Fact and Dimension Tables
- Fact Table: Contains quantitative measures like total numbers, revenue, etc.
- Dimension Table: Contains descriptive attributes like product descriptions.
- Example: Order table (fact) and customer, product, date (dimension).
Uber Dataset Details
- Includes yellow and green taxi trip records with fields like pickup/dropoff times, locations, distances, fare, etc.
- Data Dictionary: Provides descriptions of each column in the dataset.
Data Modelling Using Lucidchart
- Fact Table: Vendor ID, DateTime ID, Passenger Count, Trip Distance, Rate Code, etc.
- Dimension Tables: Created for date/time, passenger count, trip distance, pickup/dropoff locations, rate code, and payment type.
- Steps: Use Lucidchart for ERD. Each dimension table has a primary key for unique identification.
Data Transformation in Jupyter Notebook
- Read the Dataset: Import Pandas and read the CSV file.
- Convert Date Columns: Convert pickup and dropoff times to datetime format using
pd.to_datetime()
.
- Create Dimension DataFrames: Drop duplicates, reset indices, extract relevant columns, and assign primary keys.
- Create Fact Table: Merge all dimension tables with the original data and select necessary columns.

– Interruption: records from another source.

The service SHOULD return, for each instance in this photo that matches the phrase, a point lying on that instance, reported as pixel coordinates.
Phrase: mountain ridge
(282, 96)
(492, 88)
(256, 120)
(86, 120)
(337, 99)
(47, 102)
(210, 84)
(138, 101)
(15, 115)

- Store Dataframes: Convert into dictionary and pass to Mage.
Setting Up Google Cloud Environment
- Create Google Cloud Account: Free $300 credit at signup.
- Google Cloud Storage: Create a bucket and upload the dataset. Make the dataset public to get a URL for accessing it from Mage.
- Google Compute Engine: Create an instance, install Python, PIP, and necessary libraries.
- Install and Start Mage: Use PIP to install Mage. Run Mage and access its UI.
- Firewall Rules: Ensure proper rules are set to allow traffic on necessary ports.
Creating and Running Data Pipeline in Mage
- Data Loader Block: Use API to fetch data from Google Cloud Storage using the public URL of the dataset.
- Transformation Block: Write transformation logic to process the data as per the dimension model and convert it to dictionary format.
- Data Exporter Block: Export transformed data to BigQuery. Pass each DataFrame from the transformation block into corresponding BigQuery tables.
Analyzing Data in BigQuery
- Create Dataset and Tables in BigQuery: Verify tables and preview data.
- Run SQL Queries: Join tables using common fields and run analysis queries to gain insights.
- Assignment: Practice queries for insights such as top pickup locations, total number of trips by passenger count, and average fare by hour.
Creating Dashboard in Looker Studio
- Set Up Looker Studio: Connect to BigQuery dataset and import tables.
- Design Dashboard: Add filters, scorecards (metrics), maps (pickup locations), and charts (for visualization).
- Customize: Adjust appearance, styles, and add necessary visual elements.
Conclusion
- End-to-End Project: Covers from data extraction, transformation, loading to BigQuery, and visualizing in Looker Studio.
- Future Work: Experiment with different datasets, model, and create new dashboards. Share progress on social media.
(C) Congratulations if you reached the end of this project tutorial!